Эти слухи передавала мне Зина, да в Инете я нарыл несколько закутинских форумов, где личности, скрытые под крикливыми безличными никами, резали правду-матку. В них писали те же сплетни, ругали городские власти и утверждали о смычке оной с преступностью. Фактов, разумеется, не приводили. В местной печатной прессе напечатали длинные некрологи, по телевидению и радио прошли повторные передачи о трагедии. Как-то так совпало, что в день похорон все городские увеселительные заведения закрылись на профилактику, на федеральных каналах произошел сбой, а местные передавали только грустную музыку. Такой вот неофициальный траур.
– Знаешь, как мы назвали твою кровать? – спросила Зина как-то за ужином.
– Кто мы и какую еще кровать? – В животе загулял неприятный холодок.
– Медсестры в реанимации койку, на которой ты лежал. Заговоренная! – высказалась, не дождавшись моего заинтригованного: «Как?»
Кишки потеплели, от сердца отлегло. Что-то мне любое упоминание «кровати» не те мысли внушает.
Сразу пояснила:
– На ней Верес лежит, и ты представляешь – он пришел в себя! Выздоравливает поразительными темпами, как и ты, и тоже память потерял! Представляешь?!
– Я поражен. Но представь себе, мне нет до него дела.
– Зря ты так, он вполне нормальным парнем оказался. Меня не помнит совершенно, у него в памяти последние несколько дней как отрезало. Разговаривает вежливо и даже не матерится, в отличие от соседей. Завтра его в хирургию переведут. Врачи говорят, что такой удачной операции и такого быстрого выздоровления после тяжелого огнестрела давно не видели.
– Значит, ему повезло; может, за ум возьмется.
– Не знаю… – горько вздохнула Зина, – дружки им уже интересуются, и не отпустит его Седой.
– А вот это уже только от него зависит.
Зина несогласно покачала головой:
– Седой вопьется – не отстанет, и сына своего он любил, а в том деле много непонятного.
– Вот как? – Я заинтересовался. – Слухи однозначные: Макрицкий всех завалил.
– Ха! – презрительно воскликнула Зина с видом приобщенной к тайным знаниям. – Дело-то закрыли, но Сережка мне говорил, что там есть непонятки, и Седому кто-то их слил. Он грешит на прокуратуру.
– А конкретней?
– Ага, щас!

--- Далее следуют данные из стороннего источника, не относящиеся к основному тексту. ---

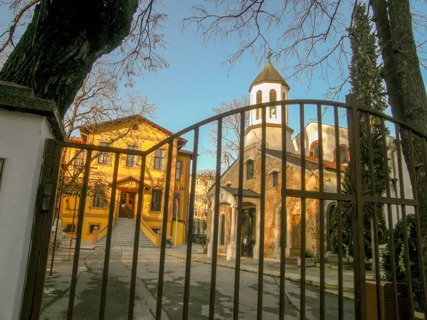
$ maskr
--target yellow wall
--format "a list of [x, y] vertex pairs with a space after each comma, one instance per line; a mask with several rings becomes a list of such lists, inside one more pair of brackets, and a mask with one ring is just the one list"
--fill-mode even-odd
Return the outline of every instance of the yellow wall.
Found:
[[[85, 137], [85, 142], [88, 144], [100, 145], [101, 142], [109, 143], [110, 146], [115, 148], [127, 149], [128, 146], [136, 146], [138, 150], [147, 150], [158, 142], [162, 141], [169, 136], [169, 134], [162, 131], [161, 129], [156, 127], [155, 125], [152, 125], [150, 123], [145, 122], [139, 122], [137, 127], [135, 127], [135, 123], [122, 123], [120, 124], [111, 125], [104, 127], [102, 132], [98, 132], [95, 134], [88, 134], [83, 136]], [[130, 128], [133, 128], [130, 129]], [[142, 206], [142, 218], [147, 219], [146, 222], [149, 226], [160, 228], [162, 224], [162, 218], [163, 215], [163, 206], [164, 199], [164, 187], [166, 183], [166, 166], [167, 161], [167, 146], [164, 146], [160, 149], [165, 150], [164, 167], [162, 169], [154, 169], [154, 152], [152, 152], [147, 156], [144, 181], [145, 188], [144, 190], [144, 199]], [[78, 181], [83, 178], [83, 174], [80, 171], [81, 168], [74, 166], [75, 161], [73, 159], [75, 157], [78, 149], [68, 149], [65, 154], [65, 164], [70, 164], [68, 166], [66, 173], [67, 176], [75, 176], [74, 179], [77, 177]], [[176, 153], [174, 152], [176, 154]], [[82, 233], [82, 240], [90, 240], [92, 239], [92, 235], [88, 234], [88, 230], [90, 223], [100, 223], [100, 229], [102, 229], [107, 224], [107, 216], [110, 208], [110, 186], [112, 181], [112, 172], [114, 169], [114, 163], [115, 156], [113, 153], [110, 153], [108, 155], [107, 164], [99, 164], [98, 157], [93, 159], [94, 156], [97, 156], [98, 152], [93, 152], [93, 160], [90, 164], [90, 174], [89, 176], [89, 190], [93, 190], [93, 186], [97, 183], [100, 183], [106, 187], [105, 201], [103, 208], [95, 208], [93, 206], [93, 198], [92, 191], [87, 194], [86, 201], [85, 204], [85, 219], [83, 220], [83, 228]], [[187, 205], [186, 200], [188, 198], [188, 181], [189, 181], [189, 170], [190, 164], [190, 155], [187, 154], [178, 154], [175, 160], [181, 161], [181, 174], [179, 180], [176, 180], [174, 186], [174, 192], [176, 193], [179, 186], [180, 203], [179, 203], [179, 218], [186, 220]], [[176, 163], [174, 161], [173, 163]], [[127, 166], [127, 156], [121, 155], [120, 159], [117, 180], [117, 190], [115, 196], [115, 216], [118, 215], [119, 201], [121, 191], [136, 192], [136, 198], [134, 203], [135, 213], [136, 214], [136, 207], [137, 203], [137, 192], [139, 183], [132, 179], [129, 179], [129, 177], [133, 177], [139, 181], [139, 171], [141, 166], [141, 157], [137, 157], [137, 165], [134, 167]], [[76, 171], [77, 170], [77, 171]], [[80, 170], [80, 171], [78, 171]], [[79, 174], [75, 174], [78, 172]], [[174, 172], [174, 170], [172, 171]], [[122, 182], [120, 182], [122, 181]], [[160, 212], [152, 212], [151, 201], [152, 201], [152, 189], [160, 188], [163, 191], [162, 198], [162, 210]], [[80, 195], [79, 195], [80, 196]], [[170, 198], [170, 197], [169, 197]], [[75, 207], [75, 201], [76, 198], [74, 196], [63, 196], [60, 205], [60, 218], [63, 220], [63, 228], [65, 229], [67, 223], [71, 223], [73, 220], [73, 213]], [[170, 199], [173, 201], [174, 199]], [[78, 214], [80, 198], [77, 197], [75, 203], [75, 224], [77, 227], [77, 216]], [[187, 201], [188, 202], [188, 201]], [[170, 217], [169, 217], [170, 219]], [[185, 222], [182, 221], [182, 224]], [[170, 223], [168, 223], [170, 225]], [[170, 228], [170, 226], [169, 226]], [[179, 233], [185, 232], [184, 228], [179, 228]], [[168, 233], [169, 234], [169, 233]], [[185, 235], [180, 235], [180, 238], [184, 238]]]

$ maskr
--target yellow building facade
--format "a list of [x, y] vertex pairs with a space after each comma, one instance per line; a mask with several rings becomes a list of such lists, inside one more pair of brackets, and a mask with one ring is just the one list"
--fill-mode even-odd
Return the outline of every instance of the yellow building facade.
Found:
[[[141, 151], [149, 149], [173, 134], [141, 116], [99, 123], [94, 127], [82, 127], [80, 131], [81, 137], [73, 138], [73, 142]], [[192, 157], [191, 151], [182, 149], [186, 143], [186, 140], [180, 137], [174, 141], [169, 191], [165, 190], [167, 144], [147, 155], [146, 159], [140, 227], [154, 243], [155, 235], [162, 228], [164, 196], [168, 191], [169, 202], [167, 234], [172, 237], [174, 243], [176, 245], [182, 245], [185, 242]], [[115, 221], [117, 218], [136, 218], [139, 187], [141, 157], [125, 154], [120, 156], [114, 203]], [[65, 151], [63, 156], [65, 174], [60, 218], [62, 228], [68, 237], [75, 237], [85, 157], [85, 151], [70, 148]], [[92, 241], [93, 231], [97, 228], [100, 238], [107, 233], [115, 161], [114, 153], [93, 152], [85, 203], [82, 232], [83, 242]]]

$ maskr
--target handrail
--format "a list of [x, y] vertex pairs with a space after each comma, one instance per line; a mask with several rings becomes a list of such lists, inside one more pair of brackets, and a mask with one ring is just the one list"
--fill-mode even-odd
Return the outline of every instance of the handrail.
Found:
[[153, 235], [156, 235], [156, 234], [154, 233], [154, 232], [152, 230], [152, 229], [151, 228], [149, 228], [149, 226], [147, 224], [147, 223], [145, 221], [144, 221], [144, 219], [142, 219], [142, 218], [141, 218], [141, 223], [148, 229], [148, 231]]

Дождешься от братца подробностей, держи карман шире!
На этом разговор увял. Уже за мытьем посуды напомнила:
– Не забыл – нам в четверг к психотерапевту?
– Не нам, а мне. В этот раз один пойду, дорогу знаю. Хватит с меня психолога.
– Кстати, а что ты ей сказал тогда? Она злая была, когда я зашла, не то что раньше: «Ваши отношения с Зинаидой Ивановной не складываются», – проворковала очень похоже. – Противно!
– Ничего особенного. Сказал, что нервные клетки не восстанавливаются.
Зина неожиданно закатилась. С трудом выдавила через смех:
– Это про себя или про нее?
– Про нее, а что? Да прекрати ты смеяться! А сама почему спокойная вышла?
Зина еле остановилась. Все еще продолжая прыскать, ответила:
– Она быстро успокоилась. Мы просто поболтали о своем, о девичьем, тебе знать не обязательно. Нормальная женщина, когда не выпендривается. Своих проблем у нее выше крыши.
Почему смеялась, я так и не понял.
В четверг, когда я собирался выдвинуться к психотерапевту, в дом буквально влетел Сергей.
– Задержись, надо кое в чем разобраться.
– Но я к врачу опаздываю!
– Подождет, это недолго. Скажешь, в милиции был. Или тебе официальную повестку прислать? Могу устроить.
Я обреченно вздохнул.
– Ответь мне, мил человек, как на духу, без протокола: где ты был в пятницу с пол-одиннадцатого до пятнадцати ноль-ноль?
– Гулял в лесу, промок до нитки – Зина не даст соврать!